The United States Constitution, however, apportions political power differently to its upper house, the Senate, and its lower house, the House of Representatives. Within the Senate each state is represented by two seats, the result of compromise when the constitution was written. Seats in the US House of Representatives (the House) are apportioned among the states based on the relative population of each state in the total population of the union. The states then create districts from which representatives will be elected to serve in the US House of Representatives. The ideal is that each district would have an equal amount of population. States can lose or gain seats at each decennial census. Districts must be redrawn within each state after each census to reflect population changes.

Apportionment is also applied in party-list proportional representation elections to distribute seats between different parties once they've won a particular percentage of the vote. Current philosophy is that each person's vote should carry the same weight in legislative bodies that are derived from population.

There is no single agreed upon way of measuring malapportionment. Using the ratio of the largest district to the smallest district may seem like an obvious way, but it does not tell us the overall degree of malapportionment. For example, in India, every district is assigned one member in the national lower chamber. The largest district, Thane, had a population of 1,744,592 in 1991. That same year the smallest district Lakeshadweep had a population of 31,665. Even though Lakeshadweep was outnumbered nearly 50:1, this information does not tell us the overall degree of malapportionment nationwide. If the smallest and highest populated districts are outliers, they could represent extreme cases although the overall country has a very low degree of malapportionment.
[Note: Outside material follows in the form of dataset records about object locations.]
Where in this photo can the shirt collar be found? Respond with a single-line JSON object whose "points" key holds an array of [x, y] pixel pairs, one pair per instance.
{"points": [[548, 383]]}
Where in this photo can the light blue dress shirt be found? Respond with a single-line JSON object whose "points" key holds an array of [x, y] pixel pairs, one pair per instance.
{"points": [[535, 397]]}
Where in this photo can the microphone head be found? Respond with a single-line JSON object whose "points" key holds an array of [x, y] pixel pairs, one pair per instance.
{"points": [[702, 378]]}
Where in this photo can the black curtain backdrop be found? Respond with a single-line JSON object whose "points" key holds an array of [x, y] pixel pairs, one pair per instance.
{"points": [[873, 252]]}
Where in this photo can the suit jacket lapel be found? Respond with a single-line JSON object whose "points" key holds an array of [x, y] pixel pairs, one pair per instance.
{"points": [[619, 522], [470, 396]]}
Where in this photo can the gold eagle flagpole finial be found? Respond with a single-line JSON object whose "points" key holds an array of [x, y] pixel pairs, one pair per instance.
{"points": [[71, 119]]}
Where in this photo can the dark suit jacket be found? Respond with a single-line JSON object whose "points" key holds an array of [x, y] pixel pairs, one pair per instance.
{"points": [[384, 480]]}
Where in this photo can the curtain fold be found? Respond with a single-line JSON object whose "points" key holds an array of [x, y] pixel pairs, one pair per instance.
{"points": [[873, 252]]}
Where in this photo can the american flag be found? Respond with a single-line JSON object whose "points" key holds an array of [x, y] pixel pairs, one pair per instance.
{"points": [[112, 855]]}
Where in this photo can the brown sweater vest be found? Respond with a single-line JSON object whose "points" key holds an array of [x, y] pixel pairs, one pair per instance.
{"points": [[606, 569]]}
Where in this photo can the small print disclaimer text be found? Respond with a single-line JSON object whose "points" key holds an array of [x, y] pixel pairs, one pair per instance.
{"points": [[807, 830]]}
There are many different mathematical schemes for calculating apportionment, which can produce different results in terms of seats for the relevant party or sector. Additionally, all methods are subject to one or more anomalies.

With the Hamilton method, party A with vote total P(A) is entitled to its mth seat before party B with vote total P(B) is entitled to its nth seat if and only if P(A)/Q-m > P(B)/Q-n, where Q is a fixed amount called a quota.

A popular alternative is a family of methods where the condition can be represented as P(A)/f(m-1) > P(B)/f(n-1) where f(x) is a function that, for practical applications, yields a number between x and x+1. Five choices for f(x) have received support over the years [1]:

  • f(x)=x (the Adams method or method of smallest divisors)
  • f(x) set to the harmonic mean of x and x+1 (the Dean method)
  • f(x) set to the geometric mean of x and x+1 (the Huntington-Hill method or method of equal proportions)
  • f(x) set to the arithmetic mean of x and x+1 (the Webster method or method of major fractions)
  • f(x)=x+1 (the Jefferson method or method of greatest divisors)

Malapportionment, or unequal representation, is broad and systematic variance in the size of electoral constituencies resulting in disproportionate representation for a given voter. Malapportionment is only possible within electoral systems that have districted constituencies - an electoral system with only one national constituency, such as those in Israel and the Netherlands, cannot be malapportioned.